SBS produces some of the best leaders and managers in Africa. A recent report, How Governors spend your Money, published in the Daily Nation on Friday, 6th February, is the latest testament to this fact. The report, prepared by the World Bank, was based on findings on spending on development projects as a percentage of the total allocation that the governors received during the 2013/2014 financial year.
The two leading counties, Wajir and Turkana, with 58% and 57% spending respectively are led by governors who have gone through SBSs Masters in Business Administration (MBA) for executives. Wajir Governor Hon. Ahmed Abdullah, an alumnus of the 2011 class, led his county to the top position while Turkana Governor Hon. Josphat Nanok, currently a Modular MBA student, took second place in a total of 47 counties.

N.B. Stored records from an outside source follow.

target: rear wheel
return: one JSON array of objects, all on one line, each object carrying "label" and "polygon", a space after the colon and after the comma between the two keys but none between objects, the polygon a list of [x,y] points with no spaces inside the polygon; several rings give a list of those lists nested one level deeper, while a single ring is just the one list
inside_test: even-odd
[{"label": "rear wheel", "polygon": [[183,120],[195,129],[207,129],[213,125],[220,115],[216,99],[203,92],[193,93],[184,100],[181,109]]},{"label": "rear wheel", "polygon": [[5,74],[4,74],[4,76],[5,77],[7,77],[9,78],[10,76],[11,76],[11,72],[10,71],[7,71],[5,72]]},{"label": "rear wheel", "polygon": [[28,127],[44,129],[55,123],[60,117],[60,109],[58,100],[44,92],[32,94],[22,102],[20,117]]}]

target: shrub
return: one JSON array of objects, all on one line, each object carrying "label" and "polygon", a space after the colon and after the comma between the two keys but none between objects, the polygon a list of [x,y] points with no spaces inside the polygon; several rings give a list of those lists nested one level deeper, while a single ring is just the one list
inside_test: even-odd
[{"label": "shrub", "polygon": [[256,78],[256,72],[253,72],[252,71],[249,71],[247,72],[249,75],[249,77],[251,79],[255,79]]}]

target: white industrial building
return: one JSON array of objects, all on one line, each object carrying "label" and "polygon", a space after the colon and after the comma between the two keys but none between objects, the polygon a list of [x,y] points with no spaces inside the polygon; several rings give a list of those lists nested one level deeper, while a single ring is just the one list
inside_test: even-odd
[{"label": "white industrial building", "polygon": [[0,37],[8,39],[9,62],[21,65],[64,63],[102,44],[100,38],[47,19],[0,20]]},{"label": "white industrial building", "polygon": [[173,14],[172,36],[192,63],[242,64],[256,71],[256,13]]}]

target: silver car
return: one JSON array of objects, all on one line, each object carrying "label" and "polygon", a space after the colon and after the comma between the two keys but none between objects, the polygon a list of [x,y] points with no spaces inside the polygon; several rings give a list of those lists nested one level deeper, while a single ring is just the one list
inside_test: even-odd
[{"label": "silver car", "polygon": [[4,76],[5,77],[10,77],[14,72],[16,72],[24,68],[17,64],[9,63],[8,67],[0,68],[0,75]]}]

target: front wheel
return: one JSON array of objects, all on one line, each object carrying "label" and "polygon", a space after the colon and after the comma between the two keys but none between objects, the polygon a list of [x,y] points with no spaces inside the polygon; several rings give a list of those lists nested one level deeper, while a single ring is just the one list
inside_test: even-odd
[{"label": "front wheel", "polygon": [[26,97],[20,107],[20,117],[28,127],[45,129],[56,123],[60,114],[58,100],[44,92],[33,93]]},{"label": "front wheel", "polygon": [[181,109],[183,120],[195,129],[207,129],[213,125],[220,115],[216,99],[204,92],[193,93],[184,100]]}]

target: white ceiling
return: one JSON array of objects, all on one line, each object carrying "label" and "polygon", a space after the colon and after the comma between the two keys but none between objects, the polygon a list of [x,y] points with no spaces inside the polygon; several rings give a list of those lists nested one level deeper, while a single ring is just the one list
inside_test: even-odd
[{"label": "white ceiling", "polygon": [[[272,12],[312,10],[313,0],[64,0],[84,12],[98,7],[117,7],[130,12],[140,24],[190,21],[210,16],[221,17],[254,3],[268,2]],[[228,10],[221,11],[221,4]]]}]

The two counties were also among the top 10 counties that spent at least 30% of their budgets on development projects unlike other counties which have gone against public policy by spending most of their allocations on salaries, office expenses, and fuel. High recurrent administrative expenditure and weak revenue mobilization could undermine the devolution objective of improving service delivery, says the report.
The report says this trend could crowd out growth initiatives. It paints a picture of wastage and lethargy in the implementation of projects, wrong priorities in some sectors and weak revenue mobilization.
The two leading governors have shown their abilities to build their counties and bring about positive change. The rigorous MBA program is focused on developing leadership competencies that empower managers to promote individual growth and boost effectiveness within their organisations and institutions. It also offers a unique opportunity to actively apply new skills, tools and ideas to real-life problems.
According to the report, Counties’ own revenue collection is low amounting to 0.5% of GDP compared to 1.2 % of GDP annual target in their initial year of operation. This translates to a 43% fiscal effort by counties in revenue allocation.
Out of the 290.6 billion allocated to education in the 2013/2014 financial year, 60% went to teachers salaries.The World Bank recommended that more focus be put in transition rates to secondary and tertiary institutions and ensure the skills offered meet the requirements of the labour market.